Jasper put down his paper.
"Worried! Why?"
"I am worried. Isn't that enough?" growled the other. "I wish you wouldn't ask me a lot of questions, Jasper. You irritate me beyond endurance."
"Well, I'll take it that you're worried," said his confidential secretary patiently, "and that you've good reason."
"I feel responsible for her, and I hate responsibilities of all kinds. The responsibilities of children--"
He winced and changed the subject, nor did he return to it for several days,retro jordans for sale.
Instead he opened up a new line.
"Sergeant Smith was here when I was out, I understand," he said.
"He came this afternoon--yes."
"Did you see him?"
Jasper nodded.
"What did he want?"
"He wanted to see you, as far as I could make out. You were saying the other day that he drinks."
"Drinks!" said the other scornfully. "He doesn't drink; he eats it. What do you think about Sergeant Smith?" he demanded.
"I think he is a very curious person," said the other frankly, "and I can't understand why you go to such trouble to shield him or why you send him money every week."
"One of these days you'll understand," said the other,cheap retro jordan, and his prophecy was to be fulfilled. "For the present, it is enough to say that if there are two ways out of a difficulty, one of which is unpleasant and one of which is less unpleasant, I take the less unpleasant of the two. It is less unpleasant to pay Sergeant Smith a weekly stipend than it is to be annoyed, and I should most certainly be annoyed if I did not pay him."
He rose up slowly from the chair and stretched himself.

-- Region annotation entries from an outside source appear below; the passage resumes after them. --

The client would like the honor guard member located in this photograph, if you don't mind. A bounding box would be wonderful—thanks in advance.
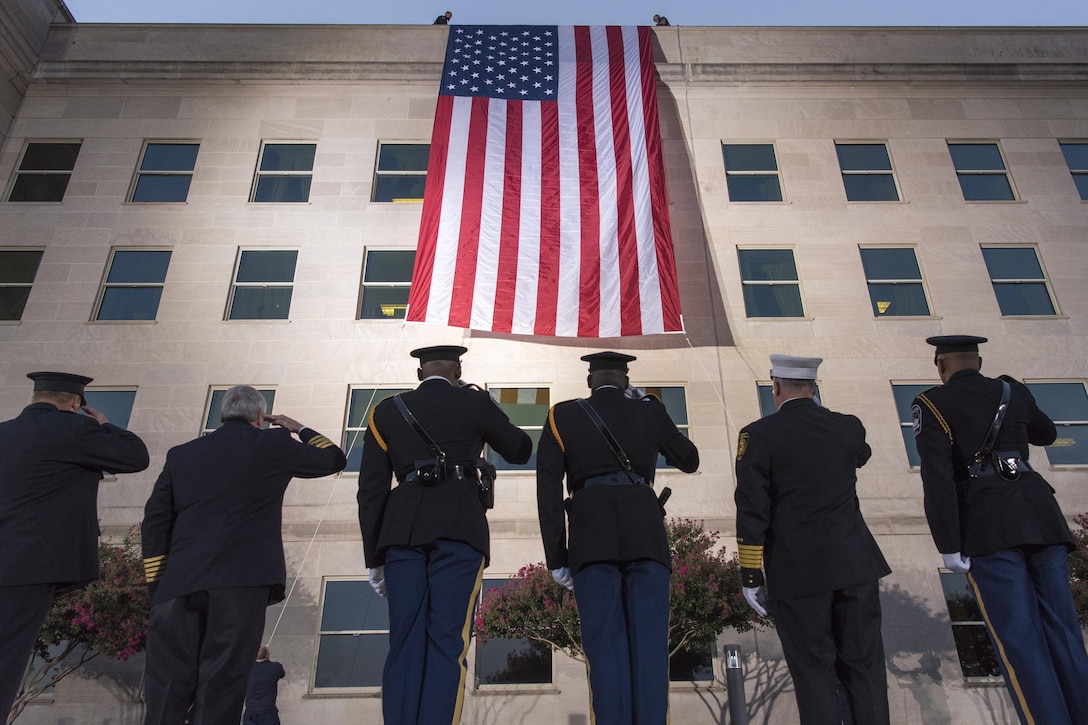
[0,372,148,715]
[735,355,891,725]
[911,335,1088,725]
[358,345,533,725]
[536,352,698,725]
[141,385,346,725]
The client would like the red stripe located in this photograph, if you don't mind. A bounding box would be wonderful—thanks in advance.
[534,103,560,335]
[491,101,522,332]
[639,27,683,332]
[449,98,487,328]
[574,26,601,337]
[407,96,454,322]
[607,26,642,335]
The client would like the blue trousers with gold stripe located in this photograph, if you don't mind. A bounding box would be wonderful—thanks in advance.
[382,540,484,725]
[967,545,1088,725]
[574,560,669,725]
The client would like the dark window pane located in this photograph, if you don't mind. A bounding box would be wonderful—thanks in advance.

"Sergeant Smith," he said again, "is a pretty tough proposition. I know, and I have known him for years. In my business, Jasper, I have had to know some queer people, and I've had to do some queer things. I am not so sure that they would look well in print, though I am not sensitive as to what newspapers say about me or I should have been in my grave years ago; but Sergeant Smith and his knowledge touches me at a raw place. You are always messing about with narcotics and muck of all kinds, and you will understand when I tell you that the money I give Sergeant Smith every week serves a double purpose. It is an opiate and a prophy--"
"Prophylactic," suggested the other.
"That's the word," said John Minute. "I was never a whale at the long uns; when I was twelve I couldn't write my own name,chanel bags cheap, and when I was nineteen I used to spell it with two n's."
He chuckled again.
"Opiate and prophylactic," he repeated, nodding his head. "That's Sergeant Smith. He is a dangerous devil because he is a rascal."
"Constable Wiseman--" began Jasper.
"Constable Wiseman," snapped John Minute, rubbing his hand through his rumpled gray hair, "is a dangerous devil because he's a fool. What has Constable Wiseman been here about?"
"He didn't come here," smiled Jasper. "I met him on the road and had a little talk with him."
"You might have been better employed," said John Minute gruffly. "That silly ass has summoned me three times. One of these days I'll get him thrown out of the force."
"He's not a bad sort of fellow," soothed Jasper Cole. "He's rather stupid, but otherwise he is a decent, well-conducted man with a sense of the law."